Another insane Schematron patent?

This time it is IBM

By Rick Jelliffe
March 31, 2010

I don't know whether to be pleased or furious about this.

I have previously blogged on several instances of patents being granted on what seem like straight-forward implementation ideas for ISO Standards. And I have drawn attention to the common problem that statements are made in patents applications that are either untrue or neglect unpleasant facts.

Here is another one: Method and System for Validating XML Document assigned to IBM, the world's greatest monopolist as far as patents are concerned. What it attempts to patent is where you have a Schematron schema, but you are only interested in certain rules or assertions: as a use-case, it is not novel but something that every interactive editor using schemas has to work through.

One intended application seems to be something like an interactive editor or form, where you select some element and then validate whether it is valid against some particular targetted set of rules in the schema. If that is indeed all it is, the people involved should be ashamed of themselves: why don't they get an honest job making up genuinely new ideas?

But the guts of the patent seems to be little more than common subexpression evaluation or caching. If one rule has a context of X/Y/Z/2 and another rule has X/Y/Z/2 then you store X/Y/Z in a context registry for use by both. It is a nice technique for Schematron in this situation. But caching intermediate results is patentable? Really?

Now, let me immediate temper my furious comment above: if IBM has contributed this patent to their Common Patent Pool for RAND RF use, and if that was the purpose all along, then they and everyone involved are to be commended. The US (and Chinese, in this case) patent systems would still stink for allowing software patents in general and patents that sabotage the International Standards system in particular, but I know that many patents are made defensively.

But it is strange to me that, after first having pioneered the idea that a Schema can be divided up into pieces that are independent of each other and providing first-class language constructs for it (i.e., Schematron patterns) for a separation of concerns, and that schema validation can be divided up into different selections of things of interest and providing first-class language constructs for that (i.e., Schematron phases), that someone gets a patent on just validating smaller pieces and finer selections: it is just repeating functionality that is built into the larger language. The user could, indeed, just write their schema so that the patterns and phases were at the level of granularity of their interest...

Crap

Lets look at some statements in the Detailed Description section :

[0022]The XML document validation process with Schematron is divided into two procedures. The first procedure is transforming a Schematron rule document into an intermediate document, i.e. Validator.xslt document 30 by executing Schematron.xslt document 20 in an XSLT engine 60. The second procedure is executing the Validator.xslt document 30 in the XSLT engine 60 to perform validation for XML document 40 to generate a final validation report 50.
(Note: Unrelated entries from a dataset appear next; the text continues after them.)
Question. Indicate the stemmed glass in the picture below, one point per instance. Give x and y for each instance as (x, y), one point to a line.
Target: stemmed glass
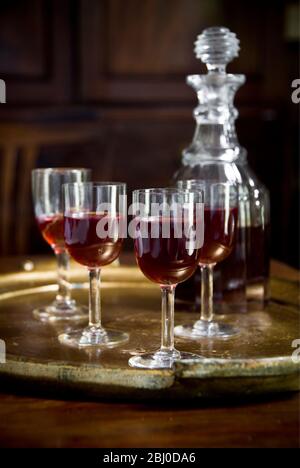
(167, 245)
(94, 221)
(220, 224)
(48, 206)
That is OK, as far as an all-XSLT implementation. I have frequently commented, there is no requirement that Schematron must be implemented using XSLT, as long as it has equivalent libraries; I was glad to see that the patent at least does not assume that all Schematron implementations must be XSLT-based like the skeleton.

[0023]A performance issue will be caused by the two rounds of XSLT transformation. A Schematron schema is transformed into an equivalent XSLT document, and is commonly implemented as a meta-style sheet, called skeleton. This skeleton is applied to the Schematron schema and the resulting XSLT is in turn applied to the XML instance document. Because there are two rounds of transformations based on XSLT in the validation process, the performance often becomes a critical issue especially in some environments requiring real-time processing, such as registry and repository with a large number of concurrent operations by end users and applications.

This seems to be based on the idea that you cannot cache a compiled schema? That is such rubbish that it is hard not to see it as deliberately misleading.

[0024]Such an XSLT based validation method lacks shareable rule context. The contexts of each rule are not shareable, so that many nodes are traversed more than once in the validation process. It is also another critical issue for performance.

But every aspect of how an XSLT stylesheet runs is implementation-dependent. The point of having a functional language for XSLT was that it would allow all sorts of optimizations, such as parallelized functions. You only need to look at Michael Kay's discussions of optimization to understand what a rich are this is. It is not intrinsic to XSLT that templates in different modes (the Schematron skeleton implementation converts Schematron patterns to XSLT modes and Schematron rules to XSLT templates) will be traversed in separate passes of the data: that is merely one implementation strategy.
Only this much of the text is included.